Apple TV+’s ‘Boom! Boom! The World vs. Boris Becker’ unfolds the many ups and downs in the life of Boris Becker. On the tennis court, he establishes himself as one of the best players in the game. Off the court, however, things always seem to go haywire for him. In the second part of the documentary, we discover that Becker has landed himself in catastrophic financial trouble. He is forced to declare himself bankrupt, but things get worse the law starts looking into his finances.
In the midst of this dark time, Becker finds a ray of hope when he gets the chance to exercise diplomatic immunity. In this process, he comes across a man named Stephan Welk. However, instead of making things better for Becker, a new Pandora’s Box is opened when it is revealed that many shady deals have been happening, similar to what Becker got himself into. If you want to know more about Stephan Welk and Becker’s passport situation, here’s what you need to know.
Who is Stephan Welk?
As per his LinkedIn profile, Stephan Welk is a “diplomat and internationally active in government consulting. He is a Professor of International Law and Diplomacy and a Special Advisor to various governments.” Welk is currently employed as a Special Advisor of the Minister in São Tomé und Príncipe. He is also said to have been involved with the Central African Republic in a diplomatic capacity. It is also reported that he has received the Grand Cross of the Royal Order of the Lion of Rwanda.

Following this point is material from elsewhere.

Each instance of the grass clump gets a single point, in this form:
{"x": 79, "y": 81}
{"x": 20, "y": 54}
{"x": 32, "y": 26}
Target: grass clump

Welk’s name came into the muddy waters when Boris Becker revealed that he had been made a diplomatic attaché for the Central African Republic’s sports, culture, and humanitarian affairs. A tweet from Welk’s account was made with a picture of Welk and Becker in front of the embassy. This was a surprising turn for Becker, who was amidst a bankruptcy trial in court. If he was made a diplomat, he could claim diplomatic immunity, be saved from the trial, and be prevented from going to jail.

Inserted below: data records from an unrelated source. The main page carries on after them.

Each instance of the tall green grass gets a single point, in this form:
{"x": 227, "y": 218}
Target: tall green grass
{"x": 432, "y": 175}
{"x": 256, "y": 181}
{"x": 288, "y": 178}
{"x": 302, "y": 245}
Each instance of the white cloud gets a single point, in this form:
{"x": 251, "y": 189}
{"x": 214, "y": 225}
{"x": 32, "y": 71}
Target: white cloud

Welk’s name was attached to Becker because it was he who reportedly got the former tennis player his passport. However, when the passport was examined, it turned out to be fake. The serial number on the passport was said to have belonged to a series that was stolen a long time ago and was believed to have been sold in the black market. And that’s what raised suspicion towards Welk. Why did he get a fake passport for Becker?

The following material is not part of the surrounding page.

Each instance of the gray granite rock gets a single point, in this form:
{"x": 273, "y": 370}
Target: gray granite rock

Where is Stephan Welk Now?
From what we can tell, Stephan Welk likely resides in Dubai, United Arab Emirates, as the Special Advisor in Diplomatic Affairs. The details of his personal life are unknown due to the lack of social media presence. As per news reports, Stephan Welk and two other suspects were brought into custody by the Berlin police on August 30, 2019, regarding Becker’s fake passport.
Welcome to your diplomatic office pic.twitter.com/TsKdizCT0k
— Stephan Welk (@StephanWelk) April 30, 2018
After Becker’s debacle, it came to light that a whole thing with fake passports and people getting them to evade the law was being carried out in the shadows. The authorities held six other suspects to get to the root of the problem. Over some time, they noticed that a pattern was emerging where people with a questionable relationship with the law were surfacing with diplomatic passports, giving them immunity from being held accountable for their crimes.
The passports would generally be from obscure countries with scarce resources. Welk was suspected of belonging to the group supplying such passports to people for a good sum of money. According to Der Speigel, this is not Welk’s first altercation with the law. Reportedly, he was sentenced to four years in prison for fraudulent real-estate transactions, among other things, in 2003.
Welk’s second alleged infringing of law occurred in 2009 when he was sent to prison again for “ fraud, a delayed insolvency filing, the forgery of documents and attempted embezzlement and breach of trust.” Welk was also suspected of being with the group that defrauded a meat wholesaler out of more than one million in return for a diplomatic ID and of gaining access to the market of Guinea-Bissau.
It is unclear where the investigation led the police and whether anyone was held accountable. As for Welk, there is no more news about him following the detainment. Meanwhile, Becker is said to have broken his ties with Welk. The diplomat’s lawyer claims that his client had no idea the passport was fake and that he had been used. While Becker received his sentence, spent time in prison, and got out of there, the news about the fate of Stephan Welk has grown scarce.